Popular reverend retires from White Horse Ministry Team

REVEREND Jonathan Burke will soon deliver his final service at All Saints’ Church, after seven years with the White Horse Ministry Team.

Jonathan Burke grew up on the Dorset coast and after a stint as a teacher, became a priest over 30 years ago, before joining the White Horse Ministry Team in 2008. He has since played a key role in the Westbury area church community, as well as in the BA13+ partnership, and is a founding member of local charity Crosspoint.

Jonathan said, “I am retiring because I am aware that I get weary and can’t do as much as I would wish. The team ministry is in a strong position with some very gifted colleagues who will continue to develop and deliver much that the church needs to do in the twenty first century.  It has been great to work with such good people over the past seven years – both lay and ordained.

“Young people are very much part of the local community and lots of visits to schools have enabled me to get to know some of them and to hear their ideas and views – I have also served as a school governor for three schools locally, including as chair of governors at Westbury Junior School. I am always heartened and impressed by the commitment of both adults and the pupils within our schools.

“I am proud to have been one of the founder members of Crosspoint – a charity now firmly established locally which has given practical help to hundreds of people and provided a venue for other activities as well.

“I hope to have a bit of a rest before embarking on some volunteering and perhaps helping out in churches in the Poole and Bournemouth conurbation where we will be living – also our four children and five grandchildren will be nearby and will hopefully welcome some of our time, too. I hope that my successor will enjoy life here as much as Sandra and I have – there are challenges and lots of new possibilities, but that makes each day interesting and is, I believe, why God puts people here in church leadership roles.

“Westbury has a fascinating history and some lovely buildings; I have loved daily visits to the White Horse to walk the dogs and, of course there are some wonderful characters here – it is people who have featured so much in our time here.

“As a railway enthusiast, I have also enjoyed the railway connections and the numerous steam trains that come our way. And the White Horse News is the best local paper I have ever come across!”

Westbury town councillor and chair of the Westbury Music & Arts Festival, Ian Cunningham, described the reverend’s retirement as a massive loss to the town.

Ian said, “In trying to describe a little of Jonathan’s impact on Westbury, there’s a danger of sounding a little like an obituary. But Westbury is losing a tireless supporter and to many people who have come to rely on Jonathan for his generous help, wise advice, leadership and care, I think his departure will be a kind of bereavement.

“Although Jonathan’s made an important contribution to his church, it is the work he has done in the wider community that has been most felt. As a Rector, Jonathan went to where people were and provided practical help and support to those who needed it wherever he found them. As an example, Jonathan was at the centre of the establishment and growth of Crosspoint which has now helped many hundreds of people in the town.

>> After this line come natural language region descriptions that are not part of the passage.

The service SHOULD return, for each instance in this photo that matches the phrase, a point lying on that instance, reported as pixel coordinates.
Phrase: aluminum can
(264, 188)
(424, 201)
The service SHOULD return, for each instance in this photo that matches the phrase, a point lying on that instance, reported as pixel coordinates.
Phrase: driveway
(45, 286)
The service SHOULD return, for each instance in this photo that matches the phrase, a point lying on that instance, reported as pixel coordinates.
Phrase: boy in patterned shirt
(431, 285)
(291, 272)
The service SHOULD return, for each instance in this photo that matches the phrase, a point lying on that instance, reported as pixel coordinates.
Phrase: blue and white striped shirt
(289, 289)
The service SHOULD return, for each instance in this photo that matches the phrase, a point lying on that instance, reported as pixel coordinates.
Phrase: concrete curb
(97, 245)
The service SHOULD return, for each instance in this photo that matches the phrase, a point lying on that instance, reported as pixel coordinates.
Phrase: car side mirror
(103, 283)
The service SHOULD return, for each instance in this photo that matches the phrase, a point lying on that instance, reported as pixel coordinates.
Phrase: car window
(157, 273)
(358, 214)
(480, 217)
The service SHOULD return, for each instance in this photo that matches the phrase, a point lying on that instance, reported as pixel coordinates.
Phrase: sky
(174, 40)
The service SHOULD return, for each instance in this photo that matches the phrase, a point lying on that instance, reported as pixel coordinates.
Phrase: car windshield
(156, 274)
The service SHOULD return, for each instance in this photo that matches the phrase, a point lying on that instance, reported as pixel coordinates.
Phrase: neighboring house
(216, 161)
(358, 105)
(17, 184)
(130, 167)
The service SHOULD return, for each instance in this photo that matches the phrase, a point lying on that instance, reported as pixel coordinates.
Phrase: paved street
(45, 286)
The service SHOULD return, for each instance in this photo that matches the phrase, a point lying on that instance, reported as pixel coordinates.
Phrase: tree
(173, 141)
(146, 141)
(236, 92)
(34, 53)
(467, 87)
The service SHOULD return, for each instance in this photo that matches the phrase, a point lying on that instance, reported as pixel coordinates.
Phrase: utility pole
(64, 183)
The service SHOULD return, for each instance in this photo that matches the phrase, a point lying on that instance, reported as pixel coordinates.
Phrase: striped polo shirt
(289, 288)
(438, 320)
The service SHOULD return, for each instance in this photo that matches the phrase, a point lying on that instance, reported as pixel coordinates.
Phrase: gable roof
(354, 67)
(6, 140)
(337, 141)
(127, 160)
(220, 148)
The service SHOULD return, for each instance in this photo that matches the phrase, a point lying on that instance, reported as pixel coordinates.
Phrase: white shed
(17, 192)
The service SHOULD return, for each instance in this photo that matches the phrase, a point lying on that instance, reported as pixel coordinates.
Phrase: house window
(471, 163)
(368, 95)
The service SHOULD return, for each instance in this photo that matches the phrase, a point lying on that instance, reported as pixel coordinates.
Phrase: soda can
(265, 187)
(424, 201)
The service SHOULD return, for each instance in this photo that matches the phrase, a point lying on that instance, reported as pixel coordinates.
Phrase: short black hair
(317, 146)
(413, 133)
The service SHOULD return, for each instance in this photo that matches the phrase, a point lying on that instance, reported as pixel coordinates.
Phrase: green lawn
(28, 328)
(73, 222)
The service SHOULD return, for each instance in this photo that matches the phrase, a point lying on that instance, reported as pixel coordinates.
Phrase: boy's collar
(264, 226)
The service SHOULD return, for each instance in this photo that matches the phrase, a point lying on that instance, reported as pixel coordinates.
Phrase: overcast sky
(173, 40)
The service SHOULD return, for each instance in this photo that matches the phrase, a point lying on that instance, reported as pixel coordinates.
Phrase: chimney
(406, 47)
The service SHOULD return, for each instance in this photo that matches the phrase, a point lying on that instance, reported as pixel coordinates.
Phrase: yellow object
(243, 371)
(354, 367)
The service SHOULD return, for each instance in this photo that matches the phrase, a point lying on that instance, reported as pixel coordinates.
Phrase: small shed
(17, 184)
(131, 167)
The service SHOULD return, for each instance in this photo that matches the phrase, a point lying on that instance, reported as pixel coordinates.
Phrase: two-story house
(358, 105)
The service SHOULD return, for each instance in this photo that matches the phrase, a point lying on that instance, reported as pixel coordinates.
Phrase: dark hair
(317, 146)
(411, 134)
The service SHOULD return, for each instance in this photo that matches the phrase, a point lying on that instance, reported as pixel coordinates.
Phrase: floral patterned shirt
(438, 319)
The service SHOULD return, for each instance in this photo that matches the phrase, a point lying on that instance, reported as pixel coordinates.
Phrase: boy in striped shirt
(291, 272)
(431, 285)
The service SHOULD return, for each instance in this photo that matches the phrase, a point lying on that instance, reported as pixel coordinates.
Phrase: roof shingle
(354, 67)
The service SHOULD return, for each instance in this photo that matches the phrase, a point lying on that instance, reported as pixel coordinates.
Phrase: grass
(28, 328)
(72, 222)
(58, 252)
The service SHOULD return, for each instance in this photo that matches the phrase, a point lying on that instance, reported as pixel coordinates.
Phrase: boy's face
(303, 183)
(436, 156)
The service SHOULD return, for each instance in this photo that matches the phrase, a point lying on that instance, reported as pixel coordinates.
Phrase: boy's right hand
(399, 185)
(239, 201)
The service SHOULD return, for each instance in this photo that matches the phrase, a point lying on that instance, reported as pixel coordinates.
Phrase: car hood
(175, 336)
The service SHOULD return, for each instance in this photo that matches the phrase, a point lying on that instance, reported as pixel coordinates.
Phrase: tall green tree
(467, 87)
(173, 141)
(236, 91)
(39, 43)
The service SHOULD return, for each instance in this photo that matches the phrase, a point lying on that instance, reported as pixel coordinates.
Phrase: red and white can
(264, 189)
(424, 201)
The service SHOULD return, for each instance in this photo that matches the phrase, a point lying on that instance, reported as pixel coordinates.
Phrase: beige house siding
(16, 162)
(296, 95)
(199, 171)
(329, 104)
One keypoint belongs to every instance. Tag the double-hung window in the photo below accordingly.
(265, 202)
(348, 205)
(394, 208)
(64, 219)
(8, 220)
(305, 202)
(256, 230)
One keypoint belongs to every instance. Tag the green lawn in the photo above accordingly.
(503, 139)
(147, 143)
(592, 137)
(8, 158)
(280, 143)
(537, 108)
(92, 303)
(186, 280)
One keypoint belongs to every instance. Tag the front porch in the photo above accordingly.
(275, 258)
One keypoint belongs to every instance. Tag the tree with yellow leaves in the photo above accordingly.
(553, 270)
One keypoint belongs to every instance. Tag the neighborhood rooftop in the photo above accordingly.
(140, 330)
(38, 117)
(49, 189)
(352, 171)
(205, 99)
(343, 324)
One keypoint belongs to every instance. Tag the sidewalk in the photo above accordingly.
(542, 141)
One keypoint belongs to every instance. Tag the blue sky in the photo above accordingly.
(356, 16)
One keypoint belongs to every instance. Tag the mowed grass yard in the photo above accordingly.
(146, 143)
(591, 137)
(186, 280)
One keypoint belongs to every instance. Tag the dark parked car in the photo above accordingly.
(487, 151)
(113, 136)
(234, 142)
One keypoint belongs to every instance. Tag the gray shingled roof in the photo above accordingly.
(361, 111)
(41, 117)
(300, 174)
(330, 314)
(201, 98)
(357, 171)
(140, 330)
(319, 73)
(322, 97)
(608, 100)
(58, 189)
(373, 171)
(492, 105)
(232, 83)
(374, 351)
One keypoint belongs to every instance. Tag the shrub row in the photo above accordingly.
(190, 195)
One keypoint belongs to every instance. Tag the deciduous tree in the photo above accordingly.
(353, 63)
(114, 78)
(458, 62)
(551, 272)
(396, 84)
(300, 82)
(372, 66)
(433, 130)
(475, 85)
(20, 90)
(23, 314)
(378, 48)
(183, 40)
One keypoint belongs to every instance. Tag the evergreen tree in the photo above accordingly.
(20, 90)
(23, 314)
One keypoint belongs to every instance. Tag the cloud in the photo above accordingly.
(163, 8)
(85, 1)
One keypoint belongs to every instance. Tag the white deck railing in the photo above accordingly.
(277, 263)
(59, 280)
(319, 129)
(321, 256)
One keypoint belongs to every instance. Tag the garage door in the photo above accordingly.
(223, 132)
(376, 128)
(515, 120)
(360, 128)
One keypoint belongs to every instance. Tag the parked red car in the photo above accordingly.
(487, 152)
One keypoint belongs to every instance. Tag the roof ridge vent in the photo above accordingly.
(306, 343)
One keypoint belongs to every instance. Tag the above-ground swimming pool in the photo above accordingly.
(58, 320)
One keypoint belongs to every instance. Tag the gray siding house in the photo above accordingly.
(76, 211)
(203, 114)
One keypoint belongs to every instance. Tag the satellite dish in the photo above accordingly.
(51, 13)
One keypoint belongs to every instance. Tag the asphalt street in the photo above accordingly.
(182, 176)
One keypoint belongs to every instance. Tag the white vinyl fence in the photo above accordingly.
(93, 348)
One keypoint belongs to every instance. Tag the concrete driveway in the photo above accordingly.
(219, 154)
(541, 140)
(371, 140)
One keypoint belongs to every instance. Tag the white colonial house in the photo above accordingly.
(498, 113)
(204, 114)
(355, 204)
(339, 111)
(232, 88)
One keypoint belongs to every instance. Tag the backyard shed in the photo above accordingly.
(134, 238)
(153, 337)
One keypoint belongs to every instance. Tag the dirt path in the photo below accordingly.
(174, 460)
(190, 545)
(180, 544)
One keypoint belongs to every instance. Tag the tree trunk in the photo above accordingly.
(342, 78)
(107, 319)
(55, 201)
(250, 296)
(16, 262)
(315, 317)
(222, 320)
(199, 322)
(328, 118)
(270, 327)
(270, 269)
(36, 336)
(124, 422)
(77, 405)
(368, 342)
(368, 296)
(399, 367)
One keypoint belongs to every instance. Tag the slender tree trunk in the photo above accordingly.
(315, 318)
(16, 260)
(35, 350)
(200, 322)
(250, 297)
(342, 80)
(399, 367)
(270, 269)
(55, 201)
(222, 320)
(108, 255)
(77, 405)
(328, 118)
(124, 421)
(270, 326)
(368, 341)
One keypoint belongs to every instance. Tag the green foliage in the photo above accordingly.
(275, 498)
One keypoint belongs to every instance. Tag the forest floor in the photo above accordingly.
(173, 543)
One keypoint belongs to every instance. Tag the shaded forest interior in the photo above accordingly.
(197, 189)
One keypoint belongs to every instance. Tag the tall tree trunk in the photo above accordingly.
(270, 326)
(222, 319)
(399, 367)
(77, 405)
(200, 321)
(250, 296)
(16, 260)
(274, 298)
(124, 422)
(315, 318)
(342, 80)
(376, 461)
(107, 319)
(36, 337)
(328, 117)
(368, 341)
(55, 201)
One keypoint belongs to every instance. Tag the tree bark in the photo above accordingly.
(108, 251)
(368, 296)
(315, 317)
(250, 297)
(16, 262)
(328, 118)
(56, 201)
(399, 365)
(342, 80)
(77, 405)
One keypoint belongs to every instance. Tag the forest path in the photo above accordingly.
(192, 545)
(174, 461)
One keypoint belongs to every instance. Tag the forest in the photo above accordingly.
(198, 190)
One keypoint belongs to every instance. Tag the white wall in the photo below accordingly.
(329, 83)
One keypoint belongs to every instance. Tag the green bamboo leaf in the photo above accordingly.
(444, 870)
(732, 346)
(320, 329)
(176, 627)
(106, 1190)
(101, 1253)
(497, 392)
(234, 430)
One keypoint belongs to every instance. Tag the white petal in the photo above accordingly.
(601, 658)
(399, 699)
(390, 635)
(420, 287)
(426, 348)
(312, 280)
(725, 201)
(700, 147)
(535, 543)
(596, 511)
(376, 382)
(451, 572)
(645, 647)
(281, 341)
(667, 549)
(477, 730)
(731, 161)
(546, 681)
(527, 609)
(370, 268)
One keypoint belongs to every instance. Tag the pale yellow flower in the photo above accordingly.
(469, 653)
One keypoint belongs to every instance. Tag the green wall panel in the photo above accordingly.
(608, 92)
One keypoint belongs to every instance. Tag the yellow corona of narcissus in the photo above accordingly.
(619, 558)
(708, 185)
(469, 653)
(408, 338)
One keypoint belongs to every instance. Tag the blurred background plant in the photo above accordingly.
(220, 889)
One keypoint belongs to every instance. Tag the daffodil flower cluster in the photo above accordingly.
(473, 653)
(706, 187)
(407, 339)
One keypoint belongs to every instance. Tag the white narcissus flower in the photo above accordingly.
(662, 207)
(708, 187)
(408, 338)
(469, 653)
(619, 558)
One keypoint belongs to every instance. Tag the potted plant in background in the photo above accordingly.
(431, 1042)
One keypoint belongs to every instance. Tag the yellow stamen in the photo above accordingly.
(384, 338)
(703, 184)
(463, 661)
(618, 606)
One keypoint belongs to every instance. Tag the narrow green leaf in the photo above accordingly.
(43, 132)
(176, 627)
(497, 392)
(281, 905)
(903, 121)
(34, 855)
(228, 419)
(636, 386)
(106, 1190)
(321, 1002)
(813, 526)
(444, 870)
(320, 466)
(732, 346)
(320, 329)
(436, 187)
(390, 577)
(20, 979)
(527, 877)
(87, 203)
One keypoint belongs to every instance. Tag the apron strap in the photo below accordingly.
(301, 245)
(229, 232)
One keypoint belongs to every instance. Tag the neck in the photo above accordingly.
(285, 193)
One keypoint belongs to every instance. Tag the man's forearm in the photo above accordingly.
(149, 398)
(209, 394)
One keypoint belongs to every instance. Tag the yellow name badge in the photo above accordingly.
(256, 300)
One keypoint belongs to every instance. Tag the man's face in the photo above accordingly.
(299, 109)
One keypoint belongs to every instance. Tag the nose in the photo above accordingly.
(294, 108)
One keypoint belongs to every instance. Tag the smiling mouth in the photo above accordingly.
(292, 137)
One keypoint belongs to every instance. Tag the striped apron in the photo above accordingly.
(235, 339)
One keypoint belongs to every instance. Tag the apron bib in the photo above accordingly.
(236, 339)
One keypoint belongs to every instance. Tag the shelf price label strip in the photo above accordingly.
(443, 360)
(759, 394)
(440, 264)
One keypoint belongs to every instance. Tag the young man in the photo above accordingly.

“Whenever there was a group that was trying to make things better in Westbury, Jonathan was likely to be there and, if he had to, he’d run it until he could encourage others to take over.

“He has a special skill for encouraging others to volunteer. He approaches quietly and you usually don’t even notice what is happening until you have agreed that there is an issue, that something ought to be done and you then find that you are doing it.

“Amongst those who volunteer Jonathan was recognised as being special; when we swap notes about our activities, we’d find that everybody worked with Jonathan on something – which meant that he volunteered for practically everything.

“Of course, he also ran a team ministry and keeping a church community together, running a team and training curates is not a part-time job. He looked after his parishioners. If you were ill, had a family crisis or were just struggling, Jonathan would appear at your door and you knew you had a friend. He was always available to help anyone who just wanted to talk – it didn’t matter whether you were a member of his church.

“As if he didn’t have enough to do, he was also appointed Rural Dean of Heytesbury which gave him a busy role overseeing and assisting parishes from Westbury down to Mere.

“Incredibly, he’d still find some time for walking his dogs, steam trains, family, singing and supporting hundreds of town events with his good humoured presence.

“We all wish Jonathan and his hard-working wife, Sandra a happy and much deserved retirement. Jonathan is a humble man and he will hate this commentary. He has been an inspiration and so many of us are immensely grateful for his time in our town.”

Jonathan’s successor will be announced in the coming months.